Something along the lines of stinging things but human created is hypodermic needles. Around here there used to be a clean needle exchange. You bring in a dirty one, you get a clean one. Then it went to you bring in a dirty one, and they give you four clean ones. Now folks working on the street tell me its unlimited clean ones. So the needles, after being used to inject plant based chemicals, end up in the litter, in the ground. And if you are gardening, sweeping raking leaves and branches, that needle will likely end up jabbing you right in the hand as you go to pick it all up. So what do you do? Use a scoop shovel, use a rake, avoid contact. Bring a sharps container for such days. Until public health starts to care about you, you gotta care about yourself and take precautions.

sharps
Branches and trees are a big safety uh oh. Any tree worker can tell you stories. And stories. And stories. Its not that trees get mad and want to kill us, its just that they are so big and sometimes rotten and unpredictable. Yes physics and leverage and the lean are all important to know, but some trees… Eucalyptus in particular… Then when you are dragging branches or cutting a hairy trichome covered limb, you realize that wearing some eye protection does not make you a nerdy weenie, its just being safe. Like my buddy Gus says, “You only get one pair of eyeballs”. Haven’t heard of eyeball transplants or artificial AI eyes or stem cell grown eyes yet.

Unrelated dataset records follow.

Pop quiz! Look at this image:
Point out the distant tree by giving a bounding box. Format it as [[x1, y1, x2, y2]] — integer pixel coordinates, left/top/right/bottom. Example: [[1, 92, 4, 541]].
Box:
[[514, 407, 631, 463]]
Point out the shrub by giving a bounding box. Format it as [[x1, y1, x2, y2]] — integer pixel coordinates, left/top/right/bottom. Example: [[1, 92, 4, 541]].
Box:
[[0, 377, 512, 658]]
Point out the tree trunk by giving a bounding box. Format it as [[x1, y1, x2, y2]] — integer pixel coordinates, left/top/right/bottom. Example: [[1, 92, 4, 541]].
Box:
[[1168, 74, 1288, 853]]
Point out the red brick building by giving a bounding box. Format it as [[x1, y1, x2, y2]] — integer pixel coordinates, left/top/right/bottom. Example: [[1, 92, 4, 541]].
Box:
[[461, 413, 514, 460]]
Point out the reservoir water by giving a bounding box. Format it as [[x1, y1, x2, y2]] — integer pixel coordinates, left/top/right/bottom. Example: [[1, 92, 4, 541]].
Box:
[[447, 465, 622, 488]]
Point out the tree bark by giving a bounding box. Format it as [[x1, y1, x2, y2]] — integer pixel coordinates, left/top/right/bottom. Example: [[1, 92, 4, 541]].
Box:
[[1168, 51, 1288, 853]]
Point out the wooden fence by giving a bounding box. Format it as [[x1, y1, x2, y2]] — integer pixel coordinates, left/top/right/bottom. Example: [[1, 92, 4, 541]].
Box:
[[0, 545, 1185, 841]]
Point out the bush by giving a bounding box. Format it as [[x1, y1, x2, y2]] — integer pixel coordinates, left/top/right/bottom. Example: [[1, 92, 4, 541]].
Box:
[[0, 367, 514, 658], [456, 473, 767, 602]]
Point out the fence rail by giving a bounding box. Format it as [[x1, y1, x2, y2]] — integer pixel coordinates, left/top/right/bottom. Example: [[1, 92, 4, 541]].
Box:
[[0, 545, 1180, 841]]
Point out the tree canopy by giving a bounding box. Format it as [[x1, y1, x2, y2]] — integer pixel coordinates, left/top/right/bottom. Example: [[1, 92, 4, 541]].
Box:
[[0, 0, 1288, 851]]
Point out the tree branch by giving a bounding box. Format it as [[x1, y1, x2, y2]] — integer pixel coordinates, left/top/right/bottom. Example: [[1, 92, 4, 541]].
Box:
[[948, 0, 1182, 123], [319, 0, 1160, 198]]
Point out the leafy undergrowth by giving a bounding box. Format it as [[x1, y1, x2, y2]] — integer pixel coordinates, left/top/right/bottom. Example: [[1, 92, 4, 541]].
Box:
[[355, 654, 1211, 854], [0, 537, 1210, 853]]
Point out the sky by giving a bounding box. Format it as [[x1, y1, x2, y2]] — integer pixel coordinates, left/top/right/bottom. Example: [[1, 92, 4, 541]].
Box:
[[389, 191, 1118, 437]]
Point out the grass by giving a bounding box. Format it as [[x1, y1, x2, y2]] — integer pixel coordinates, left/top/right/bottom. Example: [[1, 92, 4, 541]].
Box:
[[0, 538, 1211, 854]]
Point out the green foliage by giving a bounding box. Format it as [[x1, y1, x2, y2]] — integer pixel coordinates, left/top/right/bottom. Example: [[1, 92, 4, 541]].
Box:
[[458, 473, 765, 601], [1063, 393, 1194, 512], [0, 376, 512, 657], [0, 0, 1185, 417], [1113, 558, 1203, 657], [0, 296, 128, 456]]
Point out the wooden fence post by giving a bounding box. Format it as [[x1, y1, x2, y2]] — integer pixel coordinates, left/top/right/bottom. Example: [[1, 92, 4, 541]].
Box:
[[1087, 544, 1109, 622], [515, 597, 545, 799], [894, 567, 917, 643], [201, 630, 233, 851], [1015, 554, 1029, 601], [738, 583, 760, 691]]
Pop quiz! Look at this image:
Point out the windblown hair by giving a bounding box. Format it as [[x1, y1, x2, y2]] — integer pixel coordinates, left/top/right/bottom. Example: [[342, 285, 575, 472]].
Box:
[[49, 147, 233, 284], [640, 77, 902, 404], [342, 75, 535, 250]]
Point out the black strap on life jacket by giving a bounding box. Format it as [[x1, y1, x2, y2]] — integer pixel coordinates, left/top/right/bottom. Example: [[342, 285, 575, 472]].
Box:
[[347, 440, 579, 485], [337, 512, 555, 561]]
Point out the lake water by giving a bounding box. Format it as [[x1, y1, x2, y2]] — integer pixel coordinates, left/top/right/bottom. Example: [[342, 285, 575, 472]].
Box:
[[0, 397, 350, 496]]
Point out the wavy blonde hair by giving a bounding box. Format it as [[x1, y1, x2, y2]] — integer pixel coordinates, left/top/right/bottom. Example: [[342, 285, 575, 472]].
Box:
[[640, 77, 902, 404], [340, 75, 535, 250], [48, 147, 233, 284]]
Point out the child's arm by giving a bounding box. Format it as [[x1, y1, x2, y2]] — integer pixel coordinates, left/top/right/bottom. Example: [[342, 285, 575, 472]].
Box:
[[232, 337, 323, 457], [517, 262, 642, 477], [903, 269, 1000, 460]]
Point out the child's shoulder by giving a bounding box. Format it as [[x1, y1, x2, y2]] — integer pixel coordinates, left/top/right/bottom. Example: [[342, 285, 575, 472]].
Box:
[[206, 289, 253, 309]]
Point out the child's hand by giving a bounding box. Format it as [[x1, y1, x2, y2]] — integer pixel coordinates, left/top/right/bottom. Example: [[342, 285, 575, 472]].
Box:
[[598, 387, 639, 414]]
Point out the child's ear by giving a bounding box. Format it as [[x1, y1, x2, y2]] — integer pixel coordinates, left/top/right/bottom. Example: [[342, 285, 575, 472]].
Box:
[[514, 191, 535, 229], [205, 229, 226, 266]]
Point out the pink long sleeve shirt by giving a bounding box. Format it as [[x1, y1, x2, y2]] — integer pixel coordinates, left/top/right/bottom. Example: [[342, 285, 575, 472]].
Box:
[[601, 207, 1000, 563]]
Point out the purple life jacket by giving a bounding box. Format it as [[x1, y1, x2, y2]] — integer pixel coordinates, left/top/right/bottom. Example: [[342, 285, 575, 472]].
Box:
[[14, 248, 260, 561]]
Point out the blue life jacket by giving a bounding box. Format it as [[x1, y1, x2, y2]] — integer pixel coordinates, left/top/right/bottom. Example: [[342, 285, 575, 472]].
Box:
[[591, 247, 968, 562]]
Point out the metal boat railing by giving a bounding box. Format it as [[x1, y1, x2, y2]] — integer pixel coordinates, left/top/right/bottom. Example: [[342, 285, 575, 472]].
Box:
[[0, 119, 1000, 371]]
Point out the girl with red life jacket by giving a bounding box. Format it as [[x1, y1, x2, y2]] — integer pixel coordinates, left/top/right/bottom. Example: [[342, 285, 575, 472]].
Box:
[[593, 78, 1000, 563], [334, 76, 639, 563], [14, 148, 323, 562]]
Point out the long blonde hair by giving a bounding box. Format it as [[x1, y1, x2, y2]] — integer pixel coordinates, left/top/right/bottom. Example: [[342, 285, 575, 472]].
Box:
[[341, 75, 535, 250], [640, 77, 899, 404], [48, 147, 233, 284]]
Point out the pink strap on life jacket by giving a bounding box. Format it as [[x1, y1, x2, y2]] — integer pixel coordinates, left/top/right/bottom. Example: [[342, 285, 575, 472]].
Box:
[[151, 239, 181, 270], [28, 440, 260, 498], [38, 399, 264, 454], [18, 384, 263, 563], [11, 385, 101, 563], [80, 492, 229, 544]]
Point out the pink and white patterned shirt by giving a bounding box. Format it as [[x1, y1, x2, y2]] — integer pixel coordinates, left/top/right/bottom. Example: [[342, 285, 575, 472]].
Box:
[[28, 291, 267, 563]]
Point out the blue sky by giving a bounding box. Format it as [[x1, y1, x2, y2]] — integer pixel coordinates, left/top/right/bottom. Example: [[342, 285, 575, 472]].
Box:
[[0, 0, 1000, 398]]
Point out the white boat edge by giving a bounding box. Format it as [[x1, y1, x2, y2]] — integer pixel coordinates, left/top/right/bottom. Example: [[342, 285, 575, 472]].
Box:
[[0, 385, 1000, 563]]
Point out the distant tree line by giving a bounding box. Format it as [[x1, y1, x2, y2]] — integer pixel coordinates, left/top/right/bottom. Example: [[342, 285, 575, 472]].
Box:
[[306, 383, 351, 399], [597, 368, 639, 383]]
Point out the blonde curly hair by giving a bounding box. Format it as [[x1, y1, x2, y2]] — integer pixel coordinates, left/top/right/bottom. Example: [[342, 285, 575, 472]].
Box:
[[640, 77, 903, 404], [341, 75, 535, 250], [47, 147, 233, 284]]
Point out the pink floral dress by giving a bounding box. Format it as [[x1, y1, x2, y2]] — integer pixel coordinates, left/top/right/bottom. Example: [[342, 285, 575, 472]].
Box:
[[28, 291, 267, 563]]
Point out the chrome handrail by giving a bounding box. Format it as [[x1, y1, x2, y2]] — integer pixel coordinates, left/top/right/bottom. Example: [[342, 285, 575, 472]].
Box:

Protect them. And hearing protection goes along with that too. Of course both Gus and I are probably a little guilty of this, and so do as we say, not as we do. So many good friends be jackhammering, shooting their 12 gauge, running that chainsaw, going to a rock concert, with no hearing protection at all. It takes a while but sooner or later. You are trying to talk to them. “Hey! Hey! Hey there you over there!” But nothing, they cant hear you no more! They see you motioning, and they smile back, but they are in a cloud. Sigh.

There is endless hazards working in the landscape and garden (rodent poo, human feces, poison oak, holes in uneven terrain, etc) and I won’t bore you with much more about safety. Just pay attention and dont rush things. I’ll finish this section with a story about an accident that occurred a couple of years back.

We went out to do our labs after lecture. The lab was pruning. One student went to prune the Lophostemon Brisbane box tree out front of our compound. He had a long 12’ fiberglass pole pruner and saw combo, and was pruning this tree from below. “I know what I am doing, I do this all the time”. Gus is supervising from a distance, sitting in his little electric cart. Then as the student pruned a small branch, it was falling down, he wanted to catch it. So he let go of the pole and the pole saw came down right on top of Gus’ head, hitting him square, luckily with the blunt part of the metal end not the sharp part, otherwise he would have died right then and there. Now Gus is one tough codger, born 1934, been through polio at 19, and been through all sorts of garden arborist diving fishing hunting accidents. So he took it like it was nuthin, still smiling and conversing with the students. Blood gushing and staining his white hair all red. I think some students were about to faint; we had some super competent nurses Nancy Lewis and Ana Trejo and Arete Nicholas as students in the class, and they luckily helped him out good. Scott took him to the hospital. If Gus was a wee bit younger he probably would’ve just shook it off and wrapped it with some duct tape and stayed to finish the job! So lessons were learned by everybody. No use blamin’. Gus learned to position himself a little further from the action, and wear a hard hat. The student learned not to let go of the pole saw. And I learned that I should tighten up the supervision and keep hammering on about the importance of safety.